Schmitt setzt hier den Staat mit dem „Führer“ identisch und umgekehrt. Der „Führer“ ist der Staat. Das stellt Hobbes‘ Staatstheorie auf den Kopf. Für Hobbes ist Grundlage des Staates der aus dem Naturrecht geborene Vertrag, der den Souverän begründet, als Garanten von Schutz und Freiheit. Der gemeinsame Herrschaftsvertrag der Individuen macht den Staat aus. Doch da bei Schmitt die Souveränität nicht aus dem Vertrag heraus entsteht, sondern durch besagten Befehlsmechanismus, liegt die staatliche Legitimation allein im staatlichen Sicherheits- und Gesetzesapparat, über den der Führer willkürlich entscheidet. So macht der ‚Führerwille‘ den Staat. Wenn man dabei Hobbes‘ Verständnis des Souveräns berücksichtigt, nämlich das seines wölfischen Charakters, dann hieße das, dass Schmitts Staat genuin wölfisch ist. Bei Hobbes war der Dezisionismus des Souveräns an Willensinhalte gebunden, nämlich an die derer, die ihm ihr Machtrecht übereignet hatten. Die Angst vor dem Krieg aller gegen alle entsprach den Willensinhalten Sicherheit und Friede; „...folglich können, so konkludiert Hobbes selber ( De cive 13,2), die Gesetze des Staates mit sich, als einer Sicherheits- und Friedensanstalt, nicht streiten. War Bestialität die erste Naturbestimmung, so ist gerade deshalb Sicherheit und Friede die zweite oder das apodiktisch unabdingbare Prinzip selber, von dem die positiven Gesetze abhängen.“[25]
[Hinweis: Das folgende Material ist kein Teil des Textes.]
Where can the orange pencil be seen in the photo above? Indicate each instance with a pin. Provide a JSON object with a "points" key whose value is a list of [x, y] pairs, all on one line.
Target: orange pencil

Schmitt interpretiert Hobbes nicht, er entwickelt eine ganz eigene Staatstheorie, in deren Zentrum ein Führerwillen steht, der den Staat in sich ausmacht und mehr ist als „die Summe aller Willen“, also nicht, wie bei Hobbes, mit dem Willen der Bürger identisch ist. Er entscheidet übergeordnet und spricht willkürlich sein Recht. Schmitt nahm Hobbes‘ rationale Rechtskonstruktion für den Dezisionismus [seines Verständnisses] in Anspruch, beziehungsweise okkupierte „das Naturrecht des Hobbes für rechtsfreie Diktatur schlechthin“.[26]
Er mystifiziert den Staatsgedanken als Ursprung der technisch-industriellen Entwicklung. Der Rest entwickelt sich mit der Weiterführung des naturwissenschaftlichen Denkens von selbst „und bedarf keines neuen metaphysischen Entschlusses.“ „Mit der Vorstellung des Staates als eines Kunstproduktes menschlicher Berechnung ist der entscheidende Schritt getan.“[27]
So sieht Schmitt den heutigen Staat als ein durch die Leistungen der Wissenschaft und Technik immer mehr verfeinertes „technisch-neutrales Instrument“.[28] Der Staatsbegriff hat also im wesentlichen dazu beigetragen, eine allgemeine „Neutralisierung“ zu vollziehen. In Anbetracht dieses Staatsideals nimmt es nicht wunder, wenn er als Vergleich zu der Schwierigkeit der Staatseinigung und -gründung Insektenstaaten als Beispiel heranzieht. Das „Problem der Staatswerdung [ist] beim Menschen unendlich schwieriger, weil dieser [im Gegensatz] zu den Insekten seine Sexualität nicht aufgibt und damit seinen ganzen rebellischen Individualismus behält.“[29] Es ließe sich nun die Frage stellen, ob das genuin Böse im Menschen für Carl Schmitt die Sexualität ist - der Text gibt darauf leider keine Antwort.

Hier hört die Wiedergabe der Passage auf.